Dr. Husband and the baby and I are home from the hospital now, and it turns out that being the mom of a newborn is a hell of a lot more fun than being the mom of a not-yet-born—and I haven’t even taken any of the Percocet yet! Yes, yes, it’s mesmerizingly lovely to gaze into the rich, Seattle blue-grey eyes of my sometimes-gorgeous baby, but equally lovely is witnessing the varicose veins rapidly disappear from my southern regions. It turns out that enduring such pleasantries for two months is good conditioning for enduring the after-effects of a vaginal delivery.
Speaking of which, giving birth to my baby was truly one of the best experiences of my life—just like the “normal” and “natural” childbirth advocates of the world—and all those dreadful pregnancy books—promise. I was, as you may recall, terrified of the whole hospital aspect of childbirth: all those needles and tubes being inserted into places formerly unvisited by foreign objects, all those chemical smells and beeping monitors and florescent lighting. But I had the world’s greatest labor nurses and anesthesiologist and obstetrician, and in the end, I slept through most of my labor.
Have I mentioned how much I love epidurals?
And how much I love Metoclopramide, which failed to stop me from throwing up (but, hey, my first 20 weeks of pregnancy more than prepared me for that!) but succeeded in knocking me out for two hours during which my cervix dilated seven whole centimeters.

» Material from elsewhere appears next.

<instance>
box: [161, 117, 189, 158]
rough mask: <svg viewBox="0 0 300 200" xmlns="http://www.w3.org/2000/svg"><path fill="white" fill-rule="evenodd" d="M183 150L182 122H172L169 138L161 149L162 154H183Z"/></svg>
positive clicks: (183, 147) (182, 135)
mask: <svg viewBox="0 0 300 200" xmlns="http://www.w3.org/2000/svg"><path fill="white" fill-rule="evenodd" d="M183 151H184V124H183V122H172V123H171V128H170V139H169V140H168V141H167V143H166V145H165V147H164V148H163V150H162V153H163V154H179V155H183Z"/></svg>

And for those pregnant ladies out there wedded to a “normal” “natural” childbirth: Do you have any idea how much it would have hurt to have your cervix dilate SEVEN centimeters in two hours? How abnormally, unnaturally excruciating it would be?*
I myself was lucky enough to have the world’s greatest epidural. I didn’t feel a thing—just a light, painless pressure as I pushed for 40 minutes and my baby slid out of my body and into the world. My hefty baby girl with whom I fell instantly and completely in love.
The entire experience was just as glorious as my Lamaze coach promised—but without any pain.
And I hate to gloat (but that won't stop me!)—I didn’t even break a sweat.
Now, if you’ll excuse me, I must go take some more Advil and apply a new Tucks to my tender (but proud!) nether-regions. Because even the world's best epidural has to wear off sometime.
*Okay, fine, my cervix may well not have dilated that fast without the Pitocin coursing through my system, but whatever. I just had a baby. Cut me some slack.